The immediate instinct of all veteran SF readers—and veteran fans of SF cinema—will be to compare Judd Trichter’s debut novel to Blade Runner and Spielberg’s A.I. Artificial Intelligence. And those first critical impulses would be correct. Subsequent comparative thought might ring in Richard Calder and his Dead Girls trilogy, and this perception would fit the novel accurately as well. Finally, echoes of Richard Morgan’s Altered Carbon might resound in the ears of sensitive readers.
But these ranging shots would fail to capture the book’s unique voice, and also fail to pinpoint an important extra-literary influence on the story—for it is no mere “book compounded of other books”—and that tributary would consist of recent topical headlines and controversies. With its portrait of a collapsing, jury-rigged, inequitable infrastructure and economy; a human species that is its own worst enemy, unable to muster up the vision or will to change its bad habits; and the rampant spread of prejudice, hostility, inequality and lack of compassion, Trichter’s book takes the pulse and temperature of our global civilization circa 2015 and finds the patient nearly terminal. Black and despairing as those literary models cited above once appeared, they are Pollyanna visions compared to Trichter’s cynical diagnosis and nasty portrait. Are things really this messed up? Your mileage may vary, as the saying goes. But it’s a testament to Trichter’s skills that at least for the duration of the book—as with Orwell or Huxley—you believe they are.
The milieu is Los Angeles in the “late twenty-first century.” (And that vivid setting slots the book comfortably into another category, “great literature about L.A.”) Our protagonist is one Eliot Lazar (and please recall that “lazar” is an archaic synonym for “leper”), who is a salesman at a company that makes and sells androids for various commercial purposes. These artificial humans—dubbed “spinners” for their onboard vaguely gyroscopic power plants—are indistinguishable at a distance from the “heartbeats” or humans. Seemingly fully sentient—although their free will and depth of feelings remain debatable (as is also the case with humans, ironically)—they are generally considered property or slaves, except when manumitted. But even then, they remain second-class citizens, unprotected and preyed-upon.
Eliot has had the fortune—or misfortune—to fall in love with a spinner, Iris Matsuo, who returns his devotion. With spinner-heartbeat miscegenation constituting a low-level, generally unpunished crime, but also a slap in the face to many bigots, a social offense that enrages and leads to assaults, the pair have their hearts set on travelling to the pirate nation of Avernus, where no such prejudices exist. But before they can make their getaway, tragedy strikes. Iris is kidnapped and broken up for parts. The novel becomes Eliot’s quest—quixotic, fevered, dangerous, obsessional—to reassemble her, and thus awaken her “soul” once more. This odyssey will take him across every stratum of society, from industrial plants to the HQ of the spinner terrorist, Lorca.

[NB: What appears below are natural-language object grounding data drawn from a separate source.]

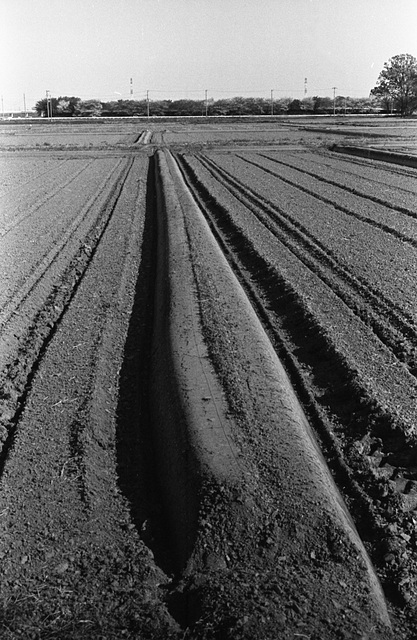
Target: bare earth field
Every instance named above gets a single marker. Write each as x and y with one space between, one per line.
208 363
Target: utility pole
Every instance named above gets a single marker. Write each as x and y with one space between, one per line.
48 104
334 100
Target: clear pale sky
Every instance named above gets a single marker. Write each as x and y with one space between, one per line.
179 48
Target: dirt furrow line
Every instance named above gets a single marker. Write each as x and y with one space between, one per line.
363 443
396 329
85 572
314 168
27 333
262 427
378 220
17 219
385 178
38 173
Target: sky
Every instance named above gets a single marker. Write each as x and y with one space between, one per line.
181 48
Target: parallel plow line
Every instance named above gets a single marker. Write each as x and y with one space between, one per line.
373 308
22 360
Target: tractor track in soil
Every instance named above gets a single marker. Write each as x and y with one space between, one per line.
313 360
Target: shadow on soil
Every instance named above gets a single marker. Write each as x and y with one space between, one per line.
136 459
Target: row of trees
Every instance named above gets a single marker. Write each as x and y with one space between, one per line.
395 91
70 106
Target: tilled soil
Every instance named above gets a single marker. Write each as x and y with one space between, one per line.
159 478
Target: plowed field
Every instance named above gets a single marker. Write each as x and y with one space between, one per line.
208 363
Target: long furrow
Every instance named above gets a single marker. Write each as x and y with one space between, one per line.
382 219
349 384
323 164
391 324
37 313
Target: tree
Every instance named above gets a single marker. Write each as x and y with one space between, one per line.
397 83
68 106
88 108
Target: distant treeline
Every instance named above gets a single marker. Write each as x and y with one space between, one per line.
70 106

A writer from outside the genre confines, Trichter nonetheless possesses the full suite of stefnal tools and paradigms and thought habits that define a great SF writer. He’s even as easygoing with a necessary infodump as Kim Stanley Robinson. The implications of his one simple conceit—androids—have been allowed to permeate every interstice of his future, from economics to culture, from art to crime, from sexual mores to child-raising. And it all hangs together organically.
Moreover, Trichter is not remiss in his homages. Asimov and Dick being primary influences, Pohl and Kornbluth also come into play, especially in the description of how androids were engineered to be pre-hooked on caffeine and cigarettes. There’s also, I think, a great riff on Lang’s Metropolis, with Iris being the female robot Maria. The city of Heron, California, where the android industry began, is described thus: “The Heron of today, however, rises conspicuously like some Gehry-esque volcano belching black smoke into the clouds. Its towering clusters are as recognizable as the Hollywood sign and can be seen from any point in L.A., and though few heartbeats ever set foot into the city itself, all of the world is familiar with the orgy of production that grows Heron every day like a tumor on the California spine.”
Another excellent thread and character is found in the figure of “the old detective,” who functions like Inspector Javert from Les Misérables. Eliot’s mad quest to reassemble Iris involves a lot of drug-addled violence (Eliot is addicted to drip, a drug created by androids out of “old plastic”), even unto murder, and the police naturally get involved. As a voice of humanistic reasoning and sentiment, the best parts of a vanished era, the old detective serves as a kind of moral counterweight to Eliot’s actions, a selfless corrective to the younger man’s egocentric manias.
But of course Eliot can be somewhat excused for his manias. His father was a kind of Howard Stark figure, the inventor of androids, and murdered by his creations in the presence of a teenaged Eliot. This of course makes Eliot Iron Man, and indeed, he has a cyborg arm as token of his interface between the two realms of heartbeats and spinners.
Trichter’s noirish dystopia is hallucinogenic naturalism, a prickly, disturbing descent into a world where only love—carnal or positronic—can offer a shelter from the artificial storms.